Embora não tenha sido ator profissional, quem interpreta o homem voador é Nikolai Glaskov. Durante muitos anos, o poeta era alguém conhecido e respeitado no meio literário, mas que não obtinha permissão para publicar. Por conta disso, passou a publicar livrinhos artesanais editados por ele mesmo que recebeu o nome de “samizdat”, recurso amplamente utilizado pelos escritores anti-soviéticos, algo que Glaskov nunca foi. A ironia e o humor, tão presentes em sua poesia, eram recursos que não agradavam aos burocratas do partido. Vejamos como Glaskov abordou um tema bastante sensível aos russos: a Grande Guerra Patriótica, em tradução minha.  


Oração


Senhor Deus, intervenha pelos soviéticos, Defenda o país contra a raça pura, pois Todos os Teus Evangelhos Hitler descumpre muito mais que nós.

***


Молитва


Господи, вступися за Советы,

Защити страну от высших рас,

Потому что все Твои заветы

Нарушает Гитлер чаще нас.


A pergunta que se impõe é: por qual razão, Andrei Tarkovski convidou um não-ator para atuar em seu filme? Quem dá uma pista sobre isso é o poeta Vladimir Burich no livro  Recordações sobre Nikolai Glaskov, editado em 1989 por Aleksei  Ternovski e pela viúva Rosina Moiseevna Glaskova.  Em 1965, quando começaram as filmagens, Glaskov já havia finalmente conseguido publicar, oficialmente seus livros, em grandes tiragens. Burich comenta que Andrei Tarkovski, filho de um grande poeta, estava a par da produção de poesia contemporânea da Rússia à época. 

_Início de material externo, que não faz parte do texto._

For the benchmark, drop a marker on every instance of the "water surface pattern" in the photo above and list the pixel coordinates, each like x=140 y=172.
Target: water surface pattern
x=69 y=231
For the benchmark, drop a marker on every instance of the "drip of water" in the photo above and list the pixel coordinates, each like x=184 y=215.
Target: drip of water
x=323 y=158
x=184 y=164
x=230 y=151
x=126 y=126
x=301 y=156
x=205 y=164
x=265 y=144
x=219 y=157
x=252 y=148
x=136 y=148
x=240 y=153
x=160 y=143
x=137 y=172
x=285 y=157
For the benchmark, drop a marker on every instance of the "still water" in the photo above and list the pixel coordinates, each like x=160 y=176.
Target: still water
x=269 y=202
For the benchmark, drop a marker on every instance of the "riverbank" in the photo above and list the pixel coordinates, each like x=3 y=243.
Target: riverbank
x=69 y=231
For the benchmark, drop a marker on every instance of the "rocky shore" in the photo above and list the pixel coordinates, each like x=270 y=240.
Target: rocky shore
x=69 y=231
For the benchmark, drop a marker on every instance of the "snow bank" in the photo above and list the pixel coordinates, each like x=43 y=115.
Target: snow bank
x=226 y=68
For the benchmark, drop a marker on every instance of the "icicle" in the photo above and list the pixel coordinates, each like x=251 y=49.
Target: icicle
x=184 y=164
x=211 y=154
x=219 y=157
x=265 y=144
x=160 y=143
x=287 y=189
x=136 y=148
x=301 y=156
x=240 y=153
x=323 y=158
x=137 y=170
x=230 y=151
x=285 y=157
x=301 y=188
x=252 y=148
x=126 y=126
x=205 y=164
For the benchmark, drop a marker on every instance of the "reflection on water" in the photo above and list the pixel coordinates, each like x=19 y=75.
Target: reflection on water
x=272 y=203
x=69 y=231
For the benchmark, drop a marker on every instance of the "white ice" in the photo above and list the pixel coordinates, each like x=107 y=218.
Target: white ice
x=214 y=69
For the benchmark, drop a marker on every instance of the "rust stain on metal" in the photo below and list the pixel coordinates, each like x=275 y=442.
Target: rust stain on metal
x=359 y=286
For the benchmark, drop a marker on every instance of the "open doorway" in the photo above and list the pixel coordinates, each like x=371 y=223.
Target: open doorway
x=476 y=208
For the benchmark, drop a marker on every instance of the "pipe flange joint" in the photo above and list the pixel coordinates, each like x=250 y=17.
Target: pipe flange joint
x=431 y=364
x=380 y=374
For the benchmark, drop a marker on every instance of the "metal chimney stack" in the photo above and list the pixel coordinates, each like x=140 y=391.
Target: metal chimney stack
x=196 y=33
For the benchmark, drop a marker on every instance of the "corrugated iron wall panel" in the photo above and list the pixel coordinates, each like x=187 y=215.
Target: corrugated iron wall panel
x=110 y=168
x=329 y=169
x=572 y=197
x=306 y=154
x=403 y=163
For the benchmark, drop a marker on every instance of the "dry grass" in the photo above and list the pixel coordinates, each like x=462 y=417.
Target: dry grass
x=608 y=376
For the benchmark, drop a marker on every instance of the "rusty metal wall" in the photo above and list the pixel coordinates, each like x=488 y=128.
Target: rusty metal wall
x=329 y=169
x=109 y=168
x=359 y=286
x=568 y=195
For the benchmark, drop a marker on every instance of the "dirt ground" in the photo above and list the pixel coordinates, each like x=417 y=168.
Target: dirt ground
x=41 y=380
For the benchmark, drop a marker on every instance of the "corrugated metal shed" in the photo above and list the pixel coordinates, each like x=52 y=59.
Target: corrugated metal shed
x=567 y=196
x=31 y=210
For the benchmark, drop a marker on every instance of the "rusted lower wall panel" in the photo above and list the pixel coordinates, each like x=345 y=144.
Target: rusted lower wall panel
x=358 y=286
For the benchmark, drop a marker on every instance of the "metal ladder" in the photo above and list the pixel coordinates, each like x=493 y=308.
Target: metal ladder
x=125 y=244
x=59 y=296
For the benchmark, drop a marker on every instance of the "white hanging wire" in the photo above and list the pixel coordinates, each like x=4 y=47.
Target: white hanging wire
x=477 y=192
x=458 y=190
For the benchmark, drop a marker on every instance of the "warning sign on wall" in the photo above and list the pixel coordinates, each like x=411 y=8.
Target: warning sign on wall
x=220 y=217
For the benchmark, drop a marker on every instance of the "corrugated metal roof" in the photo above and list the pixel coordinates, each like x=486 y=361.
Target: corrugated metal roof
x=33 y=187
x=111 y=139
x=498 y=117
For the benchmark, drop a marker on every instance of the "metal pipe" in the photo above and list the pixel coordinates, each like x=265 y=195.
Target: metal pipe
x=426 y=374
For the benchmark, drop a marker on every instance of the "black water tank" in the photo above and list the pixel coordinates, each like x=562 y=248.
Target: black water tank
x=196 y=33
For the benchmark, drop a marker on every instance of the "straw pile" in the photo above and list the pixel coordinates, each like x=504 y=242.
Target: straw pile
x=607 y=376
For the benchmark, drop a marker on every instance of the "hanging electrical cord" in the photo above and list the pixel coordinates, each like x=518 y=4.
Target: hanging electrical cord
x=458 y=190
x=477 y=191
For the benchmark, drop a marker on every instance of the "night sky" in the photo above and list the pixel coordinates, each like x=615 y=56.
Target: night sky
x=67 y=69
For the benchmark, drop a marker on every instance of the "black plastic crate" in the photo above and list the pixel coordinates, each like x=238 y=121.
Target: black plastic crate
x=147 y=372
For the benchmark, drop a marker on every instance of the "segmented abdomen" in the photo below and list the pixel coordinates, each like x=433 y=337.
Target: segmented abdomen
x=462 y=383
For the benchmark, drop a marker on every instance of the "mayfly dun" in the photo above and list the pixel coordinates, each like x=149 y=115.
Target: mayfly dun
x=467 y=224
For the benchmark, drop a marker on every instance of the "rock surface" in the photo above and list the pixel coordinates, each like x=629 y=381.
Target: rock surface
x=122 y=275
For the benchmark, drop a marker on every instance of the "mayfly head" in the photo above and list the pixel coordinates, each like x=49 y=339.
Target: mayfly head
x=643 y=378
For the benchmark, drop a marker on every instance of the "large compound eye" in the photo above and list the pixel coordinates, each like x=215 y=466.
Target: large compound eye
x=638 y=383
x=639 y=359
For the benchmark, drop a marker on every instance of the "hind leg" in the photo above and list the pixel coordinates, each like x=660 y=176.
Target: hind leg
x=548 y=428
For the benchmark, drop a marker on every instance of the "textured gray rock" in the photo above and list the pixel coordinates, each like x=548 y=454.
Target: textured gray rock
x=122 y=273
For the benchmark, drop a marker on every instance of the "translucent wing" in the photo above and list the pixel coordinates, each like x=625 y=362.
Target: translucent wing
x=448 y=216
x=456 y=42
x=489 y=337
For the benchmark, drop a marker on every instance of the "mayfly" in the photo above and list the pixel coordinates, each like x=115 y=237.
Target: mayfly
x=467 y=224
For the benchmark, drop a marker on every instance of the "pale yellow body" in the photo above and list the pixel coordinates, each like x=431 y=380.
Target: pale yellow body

Glaskov foi um poeta de seu tempo. Seu senso de humor era uma resposta, sobretudo, à atmosfera em que vivia. As discussões sobre a utilidade da arte, por exemplo, uma das bases dos preceitos do realismo socialista, estiveram presentes em um de seus poemas. Eis aqui, em tradução minha, como o poeta reagiu:


Dizem para mim que as “janelas da TASS” 1 Ante os meus poemas têm mais serventia. As latrinas servem do mesmo jeito, iguais. Porém, isto não é poesia.



***

Мне говорят, что «Окна ТАСС»

Моих стихов полезнее.

Полезен также унитаз,

Но это не поэзия


(1) TASS - Abreviatura de agência de notícias russa, mais importante daquele país. 

***

As aparições de Glaskov no cinema não se restringiram à obra-prima de Tarkovski.  O cineasta Andrei Konchalovsky, não por acaso co-autor do roteiro de  Andrei Rublev, convidou Glaskov para uma pequena atuação em Romance sobre apaixonados (1974). Entretanto, aquele que poderia ser o seu maior papel no cinema, infelizmente, não foi levado adiante. A cineasta Vera Stroeva o convidou para interpretar Dostoiévski em Uma pessoa especial, produção de 1968.  Os censores cismaram de ver uma referência velada ao julgamento dos escritores Andrei Sinyavsky e Yuli Daniel, ocorrido em 1966, condenados por agitação e propaganda anti-soviética. 

Na tradição daquele país, o poeta é o sujeito que tem o papel de dizer a verdade e de não ter medo; o poeta, neste sentido, se equivale à figura do profeta e cumpre a ele, como escreveu Pushkin, vagar pelo deserto, ouvir a voz de Deus e repassá-la ao povo. Eis porque uma das formas mais eficazes de estudar a história da Rússia é através de sua poesia. Glaskov é um retrato de seu tempo e como ele brilhantemente escreveu quanto mais suscitar atenção aos historiadores uma época pior ela será aos seus contemporâneos.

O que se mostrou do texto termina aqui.